An Asymmetric Hygroscopic Structure for Moisture-Driven Hygro-Ionic Electricity Generation and Storage

The interactions between moisture and materials give rise to the possibility of moisture-driven energy generation (MEG). Current MEG materials and devices only establish this interaction during water sorption in specific configurations, and conversion is eventually ceased by saturated water uptake. This paper reports an asymmetric hygroscopic structure (AHS) that simultaneously achieves energy harvesting and storage from moisture absorption. The AHS is constructed by the asymmetric deposition of a hygroscopic ionic hydrogel over a layer of functionalized carbon. Water absorbed from the air creates wet-dry asymmetry across the AHS and hence an in-plane electric field. The asymmetry can be perpetually maintained even after saturated water absorption. The absorbed water triggers the spontaneous development of an electrical double layer (EDL) over the carbon surface, which is termed a hygro-ionic process, accounting for the capacitive properties of the AHS. A peak power density of 70 mu W cm(-3) was realized after geometry optimization.

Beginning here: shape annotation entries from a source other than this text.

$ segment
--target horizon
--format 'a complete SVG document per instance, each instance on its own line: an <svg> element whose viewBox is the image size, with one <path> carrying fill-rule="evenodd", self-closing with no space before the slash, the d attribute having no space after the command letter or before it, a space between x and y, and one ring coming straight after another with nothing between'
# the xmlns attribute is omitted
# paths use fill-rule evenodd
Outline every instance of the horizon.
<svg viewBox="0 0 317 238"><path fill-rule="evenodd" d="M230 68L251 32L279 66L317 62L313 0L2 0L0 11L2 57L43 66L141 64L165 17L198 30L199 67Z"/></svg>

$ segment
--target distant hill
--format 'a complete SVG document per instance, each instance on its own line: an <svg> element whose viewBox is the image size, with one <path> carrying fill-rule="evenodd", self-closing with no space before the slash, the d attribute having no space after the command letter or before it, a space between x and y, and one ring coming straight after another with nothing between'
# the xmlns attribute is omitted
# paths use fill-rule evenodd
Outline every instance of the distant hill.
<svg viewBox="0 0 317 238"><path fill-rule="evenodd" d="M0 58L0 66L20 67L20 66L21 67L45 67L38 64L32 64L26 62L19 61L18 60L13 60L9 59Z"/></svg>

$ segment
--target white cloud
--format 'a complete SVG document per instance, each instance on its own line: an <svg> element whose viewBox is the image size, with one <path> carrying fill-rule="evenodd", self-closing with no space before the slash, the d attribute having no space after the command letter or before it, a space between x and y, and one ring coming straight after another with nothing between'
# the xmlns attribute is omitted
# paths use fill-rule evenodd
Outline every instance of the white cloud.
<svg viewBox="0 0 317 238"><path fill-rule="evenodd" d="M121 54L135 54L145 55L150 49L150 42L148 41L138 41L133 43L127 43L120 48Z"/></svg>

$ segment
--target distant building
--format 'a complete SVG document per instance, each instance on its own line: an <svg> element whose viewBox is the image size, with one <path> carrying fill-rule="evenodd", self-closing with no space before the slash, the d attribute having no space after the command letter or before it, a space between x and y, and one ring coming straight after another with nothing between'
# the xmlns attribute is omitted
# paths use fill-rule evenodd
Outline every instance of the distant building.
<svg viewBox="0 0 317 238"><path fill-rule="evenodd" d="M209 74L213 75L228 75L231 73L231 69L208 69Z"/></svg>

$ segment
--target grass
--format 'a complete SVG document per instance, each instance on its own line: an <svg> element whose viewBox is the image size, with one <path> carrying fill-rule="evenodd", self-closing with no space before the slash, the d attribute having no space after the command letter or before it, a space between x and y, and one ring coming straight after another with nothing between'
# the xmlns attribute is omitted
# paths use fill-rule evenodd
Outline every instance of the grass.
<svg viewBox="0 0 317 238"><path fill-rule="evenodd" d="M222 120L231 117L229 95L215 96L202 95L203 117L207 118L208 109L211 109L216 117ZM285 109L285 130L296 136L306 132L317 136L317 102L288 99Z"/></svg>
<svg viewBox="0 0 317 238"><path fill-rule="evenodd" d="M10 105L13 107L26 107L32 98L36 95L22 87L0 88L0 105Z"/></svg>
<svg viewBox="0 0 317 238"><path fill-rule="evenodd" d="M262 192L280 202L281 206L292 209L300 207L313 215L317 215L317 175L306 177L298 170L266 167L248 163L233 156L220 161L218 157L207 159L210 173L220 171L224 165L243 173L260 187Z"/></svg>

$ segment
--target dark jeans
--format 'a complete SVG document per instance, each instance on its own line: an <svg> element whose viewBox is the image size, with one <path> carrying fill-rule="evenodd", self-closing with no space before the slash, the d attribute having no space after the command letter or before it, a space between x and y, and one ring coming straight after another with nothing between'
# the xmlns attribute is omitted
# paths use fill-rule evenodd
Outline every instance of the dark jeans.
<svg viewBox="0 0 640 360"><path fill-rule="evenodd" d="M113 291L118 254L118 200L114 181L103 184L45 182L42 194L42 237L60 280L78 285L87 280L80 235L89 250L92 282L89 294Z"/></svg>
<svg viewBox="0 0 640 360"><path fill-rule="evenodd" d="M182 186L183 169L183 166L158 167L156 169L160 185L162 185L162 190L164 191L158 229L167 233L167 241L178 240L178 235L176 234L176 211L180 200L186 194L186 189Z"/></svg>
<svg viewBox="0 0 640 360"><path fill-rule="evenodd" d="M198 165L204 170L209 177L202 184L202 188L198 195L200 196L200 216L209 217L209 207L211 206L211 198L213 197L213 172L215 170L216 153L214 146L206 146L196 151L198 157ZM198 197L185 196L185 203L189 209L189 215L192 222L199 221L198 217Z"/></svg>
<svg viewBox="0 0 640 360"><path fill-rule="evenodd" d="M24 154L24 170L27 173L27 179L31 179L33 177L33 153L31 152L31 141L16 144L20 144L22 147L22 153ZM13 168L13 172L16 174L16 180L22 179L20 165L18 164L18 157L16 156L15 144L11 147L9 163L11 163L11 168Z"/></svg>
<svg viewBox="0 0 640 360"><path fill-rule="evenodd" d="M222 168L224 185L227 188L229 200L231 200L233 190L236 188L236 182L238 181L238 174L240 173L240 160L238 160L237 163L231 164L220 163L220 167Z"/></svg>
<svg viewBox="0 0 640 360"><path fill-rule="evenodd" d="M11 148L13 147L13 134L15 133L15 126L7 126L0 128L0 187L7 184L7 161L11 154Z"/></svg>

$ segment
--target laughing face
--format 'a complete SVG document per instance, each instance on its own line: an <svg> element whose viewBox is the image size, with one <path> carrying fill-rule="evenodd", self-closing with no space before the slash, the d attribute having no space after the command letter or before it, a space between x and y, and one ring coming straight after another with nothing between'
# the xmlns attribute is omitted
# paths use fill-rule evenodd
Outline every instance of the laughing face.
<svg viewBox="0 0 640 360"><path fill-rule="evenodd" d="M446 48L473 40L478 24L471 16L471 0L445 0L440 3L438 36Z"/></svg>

The AHS shows the ability to be recharged either by itself owing to a self-regeneration effect or via external electrical means, which allows it to serve as an energy storage device. In addition to insights into moisture-material interaction, AHSs further shows potential for electronics powering in assembled devices.

Automated summary

This paper reports an asymmetric hygroscopic structure (AHS) that achieves energy harvesting and storage from moisture absorption. The AHS exploits wet-dry asymmetry generated by water absorption to produce an in-plane electric field. The capacitive properties of AHS are attributed to the development of an electrical double layer (EDL) over the carbon surface through a hygro-ionic process. The AHS can be recharged either by self-regeneration or external electrical means, showing potential for electronics powering in assembled devices.